Arterial Spin Labeling
MR perfusion with ASL utilizes the magnetic labeling of arterial blood water through the use of an RF pulse. After this proton labeling, a period of time referred to as the postlabeling delay is necessary to give the labeled blood time to reach the brain parenchyma. In addition to the labeled images, all ASL techniques require the acquisition of control, or unlabeled, images. The signal remaining after subtraction of the labeled and control images can then be used to provide information regarding the CBF. Owing to the low signal-to-noise ratio between the labeled and control images, multiple control and label image pairs must be obtained.

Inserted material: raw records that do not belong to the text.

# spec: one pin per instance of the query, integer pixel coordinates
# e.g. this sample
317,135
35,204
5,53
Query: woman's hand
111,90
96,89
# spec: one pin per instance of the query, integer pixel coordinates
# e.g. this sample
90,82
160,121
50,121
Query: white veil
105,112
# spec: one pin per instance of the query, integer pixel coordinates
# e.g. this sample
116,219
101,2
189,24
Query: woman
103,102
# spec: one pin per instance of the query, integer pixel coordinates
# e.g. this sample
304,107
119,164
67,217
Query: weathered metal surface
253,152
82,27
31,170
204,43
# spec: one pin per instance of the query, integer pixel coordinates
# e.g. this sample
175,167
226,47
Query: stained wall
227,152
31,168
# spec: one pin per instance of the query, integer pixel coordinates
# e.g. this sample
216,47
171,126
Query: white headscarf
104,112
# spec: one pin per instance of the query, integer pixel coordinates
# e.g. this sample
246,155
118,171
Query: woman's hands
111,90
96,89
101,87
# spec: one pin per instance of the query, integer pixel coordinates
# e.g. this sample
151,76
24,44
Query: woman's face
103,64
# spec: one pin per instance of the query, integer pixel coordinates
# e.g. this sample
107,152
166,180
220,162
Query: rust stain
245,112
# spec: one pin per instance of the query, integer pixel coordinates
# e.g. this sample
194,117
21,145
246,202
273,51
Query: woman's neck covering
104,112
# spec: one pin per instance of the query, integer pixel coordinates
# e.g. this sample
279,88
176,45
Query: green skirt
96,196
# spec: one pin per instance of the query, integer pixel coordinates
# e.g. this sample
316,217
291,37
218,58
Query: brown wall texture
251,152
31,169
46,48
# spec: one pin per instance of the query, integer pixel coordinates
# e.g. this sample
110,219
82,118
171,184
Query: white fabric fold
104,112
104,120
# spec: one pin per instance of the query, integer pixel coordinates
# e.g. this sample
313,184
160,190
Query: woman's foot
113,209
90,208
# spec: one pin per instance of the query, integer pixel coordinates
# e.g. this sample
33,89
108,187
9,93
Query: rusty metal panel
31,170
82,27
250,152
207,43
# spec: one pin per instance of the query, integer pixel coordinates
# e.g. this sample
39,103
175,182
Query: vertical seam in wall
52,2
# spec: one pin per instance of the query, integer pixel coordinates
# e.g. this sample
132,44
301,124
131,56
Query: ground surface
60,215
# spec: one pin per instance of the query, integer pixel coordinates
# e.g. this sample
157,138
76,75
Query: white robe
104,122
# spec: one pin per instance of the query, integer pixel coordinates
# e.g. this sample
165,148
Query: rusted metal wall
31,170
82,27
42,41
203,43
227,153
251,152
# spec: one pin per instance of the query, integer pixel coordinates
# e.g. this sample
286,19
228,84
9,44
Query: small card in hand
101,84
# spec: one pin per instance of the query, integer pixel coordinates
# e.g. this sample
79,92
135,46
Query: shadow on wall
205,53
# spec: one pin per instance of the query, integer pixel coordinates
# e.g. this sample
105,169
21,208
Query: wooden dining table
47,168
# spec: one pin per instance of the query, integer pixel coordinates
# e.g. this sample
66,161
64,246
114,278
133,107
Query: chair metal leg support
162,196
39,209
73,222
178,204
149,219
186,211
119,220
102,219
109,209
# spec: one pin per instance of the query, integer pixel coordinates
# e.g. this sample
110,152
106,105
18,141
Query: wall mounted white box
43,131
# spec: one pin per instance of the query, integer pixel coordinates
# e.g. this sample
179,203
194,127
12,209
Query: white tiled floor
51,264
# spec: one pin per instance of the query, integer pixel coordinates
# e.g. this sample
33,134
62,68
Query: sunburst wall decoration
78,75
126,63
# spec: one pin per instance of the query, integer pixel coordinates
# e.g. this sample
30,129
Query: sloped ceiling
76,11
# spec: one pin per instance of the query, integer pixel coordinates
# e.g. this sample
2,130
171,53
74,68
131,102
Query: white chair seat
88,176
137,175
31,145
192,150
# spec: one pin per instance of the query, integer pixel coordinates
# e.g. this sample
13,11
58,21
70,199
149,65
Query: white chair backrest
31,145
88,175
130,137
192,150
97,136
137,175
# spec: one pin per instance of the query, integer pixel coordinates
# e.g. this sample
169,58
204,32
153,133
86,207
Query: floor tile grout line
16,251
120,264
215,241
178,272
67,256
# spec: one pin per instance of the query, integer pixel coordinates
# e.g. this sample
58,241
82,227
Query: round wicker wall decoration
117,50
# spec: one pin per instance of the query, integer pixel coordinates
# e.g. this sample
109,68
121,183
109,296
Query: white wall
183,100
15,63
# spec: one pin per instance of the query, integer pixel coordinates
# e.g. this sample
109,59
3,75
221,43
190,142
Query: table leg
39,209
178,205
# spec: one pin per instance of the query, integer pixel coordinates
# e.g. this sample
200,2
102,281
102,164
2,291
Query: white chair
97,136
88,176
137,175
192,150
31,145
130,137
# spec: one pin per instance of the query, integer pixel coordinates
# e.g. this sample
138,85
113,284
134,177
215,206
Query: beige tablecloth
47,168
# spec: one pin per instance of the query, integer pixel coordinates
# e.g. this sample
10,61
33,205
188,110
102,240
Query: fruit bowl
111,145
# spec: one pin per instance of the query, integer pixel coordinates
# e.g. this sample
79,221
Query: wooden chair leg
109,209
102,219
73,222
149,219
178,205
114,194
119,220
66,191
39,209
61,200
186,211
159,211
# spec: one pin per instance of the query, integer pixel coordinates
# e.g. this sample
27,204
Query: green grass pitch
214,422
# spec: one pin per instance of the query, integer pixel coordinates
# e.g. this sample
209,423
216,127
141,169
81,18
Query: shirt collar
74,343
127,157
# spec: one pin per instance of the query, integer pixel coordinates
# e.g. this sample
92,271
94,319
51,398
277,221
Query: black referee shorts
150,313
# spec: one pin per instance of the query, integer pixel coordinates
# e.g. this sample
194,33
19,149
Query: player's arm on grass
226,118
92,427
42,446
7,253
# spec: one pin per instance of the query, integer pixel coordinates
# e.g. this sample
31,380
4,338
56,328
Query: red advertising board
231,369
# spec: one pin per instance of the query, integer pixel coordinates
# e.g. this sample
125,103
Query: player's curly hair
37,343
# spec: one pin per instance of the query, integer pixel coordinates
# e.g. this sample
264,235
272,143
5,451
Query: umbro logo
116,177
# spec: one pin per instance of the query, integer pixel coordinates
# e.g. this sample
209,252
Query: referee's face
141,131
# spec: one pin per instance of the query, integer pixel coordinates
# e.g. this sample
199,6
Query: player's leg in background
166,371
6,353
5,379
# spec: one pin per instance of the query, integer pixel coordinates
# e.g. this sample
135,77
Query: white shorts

Different methods are used for labeling arterial water, including continuous ASL (CASL), pseudo-continuous ASL (PCASL), pulsed ASL (PASL), and velocity-selective ASL methods. In CASL, a prolonged RF pulse continuously labels arterial blood water below the imaging slab. The major advantage of CASL compared with the other labeling methods is its higher perfusion sensitivity. The downside, however, to the prolonged RF pulse is 2-fold. First, the prolonged pulse lead to magnetization transfer effects that, if not appropriately balanced in the control acquisition, can lead to overestimation of perfusion. In addition, these prolonged RF pulses result in greater energy deposition to the patient, which can exceed US Food and Drug Administration guidelines. Finally, continuous RF transmit hardware is not available commonly on commercial MR scanners, which limits its widespread application in clinical practice. In contrast with CASL, PASL utilizes a short RF pulse to label a thick slab of arterial blood at a single point in time. There are various methods of PASL differing in the labeling plane location and magnetic state of the labeled blood; however, this is beyond the scope of this article. Whereas PASL offers a high labeling efficiency with lesser RF power deposition, its perfusion sensitivity is less when compared with CASL. The third technique to discuss briefly is PCASL, which mimics CASL through the use of a train of RF pulses in addition to a synchronous gradient field. PCASL offers high inversion efficiency, but with reduced magnetization transfer effects and RF power deposition when compared with CASL. Despite these advantages, however, PCASL is susceptible to both B0 inhomogeneity and eddy currents.
Finally, once the blood has been labeled appropriately, ASL imaging is performed typically using an EPI technique, allowing for a fast acquisition speed. Unfortunately, as with DSC-T2* perfusion images, EPI is also sensitive to susceptibility artifacts caused by adjacent bony structures, air, or blood products, which are frequently encountered, particularly in neuro-oncologic applications.
Aside from the advantages of the various labeling methods described, in general there are several advantages to using ASL versus other perfusion imaging methods. First, as with contrast-enhanced MR perfusion techniques, ASL requires no radiation and requires only an additional sequence to the standard of care surveillance MRI, which provides important advantages over CT perfusion. Second, contrary to the other perfusion methods described, ASL does not rely on the use of an exogenous tracer, such as iodinated contrast material or gadolinium-based contrast material as is required for CT perfusion and contrast-enhanced MR perfusion techniques, respectively. This is particularly advantageous in patients with chronic renal failure, given concerns regarding nephrogenic systemic fibrosis.